The Energy Regulatory Commission (ERC) is now reviewing the petitions of Sual Power Inc. (SPI) and South Premiere Power Corp. (SPPC), SMC’s power units, to recover a total of P34 billion through price adjustments under its Power Supply Agreements (PSAs) with Manila Electric Co. (Meralco).
The PSA, from the outset, was based on a straight pricing scheme that did not allow adjustment in electricity charges.
SPPC owns and operates the 1,200-megawatt Ilijan natural gas-fired power plant in Batangas City while SPI was the former San Miguel Electricity Corp. that operates the country’s largest coal plant in Sual, Pangasinan.

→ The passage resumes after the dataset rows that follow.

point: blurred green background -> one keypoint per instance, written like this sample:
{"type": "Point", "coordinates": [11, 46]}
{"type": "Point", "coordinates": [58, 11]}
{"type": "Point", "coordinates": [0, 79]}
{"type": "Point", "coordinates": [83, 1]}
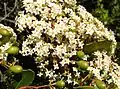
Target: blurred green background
{"type": "Point", "coordinates": [107, 11]}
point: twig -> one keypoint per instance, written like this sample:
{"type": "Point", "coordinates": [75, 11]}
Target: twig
{"type": "Point", "coordinates": [9, 12]}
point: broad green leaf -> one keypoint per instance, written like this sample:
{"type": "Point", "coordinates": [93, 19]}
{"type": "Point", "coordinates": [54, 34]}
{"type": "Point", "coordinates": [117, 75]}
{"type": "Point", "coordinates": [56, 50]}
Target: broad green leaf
{"type": "Point", "coordinates": [84, 87]}
{"type": "Point", "coordinates": [102, 45]}
{"type": "Point", "coordinates": [27, 78]}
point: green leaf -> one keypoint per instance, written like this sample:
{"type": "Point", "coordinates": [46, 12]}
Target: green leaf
{"type": "Point", "coordinates": [84, 87]}
{"type": "Point", "coordinates": [102, 45]}
{"type": "Point", "coordinates": [27, 78]}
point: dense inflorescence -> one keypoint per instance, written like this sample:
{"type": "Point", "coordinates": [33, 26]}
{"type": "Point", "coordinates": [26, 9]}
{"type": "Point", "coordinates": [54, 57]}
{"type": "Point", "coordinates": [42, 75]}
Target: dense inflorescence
{"type": "Point", "coordinates": [55, 30]}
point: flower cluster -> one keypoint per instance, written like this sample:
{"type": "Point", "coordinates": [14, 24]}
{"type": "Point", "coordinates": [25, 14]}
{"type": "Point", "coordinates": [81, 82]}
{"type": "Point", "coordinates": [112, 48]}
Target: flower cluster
{"type": "Point", "coordinates": [55, 31]}
{"type": "Point", "coordinates": [7, 38]}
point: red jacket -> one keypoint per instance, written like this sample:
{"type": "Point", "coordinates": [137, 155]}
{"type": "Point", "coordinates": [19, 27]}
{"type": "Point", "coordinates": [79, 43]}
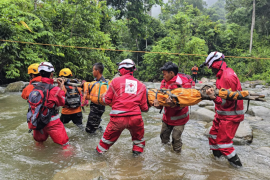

The legal dispute stems from the ERC’s 2022 denial of a temporary price adjustment request by SPI and SPPC to recover fuel costs.
After the denial, the companies petitioned the Court of Appeals (CA) in November 2022. The court issued a temporary restraining order for SPPC and later consolidated SPI’s case.
In January 2023, the Court granted a preliminary injunction, upheld in April.
In June 2023, the CA ruled in favor of SPI and SPPC, annulling the ERC’s denial and approving the price adjustment. However, the ERC appealed the decision to the SC.
While the dispute was on appeal, the two SMC units won the bid for emergency PSAs that effectively substituted the straight-pricing contract with another based on terms favorable to the conglomerate.
Despite wrangling a PSA based on the terms it preferred, the SMC units wanted to obtain refunds from the contract it violated.
During the Energy Efficiency Day forum on Thursday, ERC chairperson and CEO Monalisa Dimalanta confirmed that SMC’s energy units filed two motions to charge consumers on the soured PSAs.
SMC filed two petitions, the first seeking P5 billion covering March to May 2022, and the second amounting to P29 billion for July to December 2022.
“The P34 billion SMC is seeking will wipe out the already paltry P19 billion refund that consumers expect to receive as announced last week. It’s appalling to see them try and burden consumers with this ridiculous amount of money, especially when the computation itself is unverified,” Gerry Arances, convenor of P4P, said.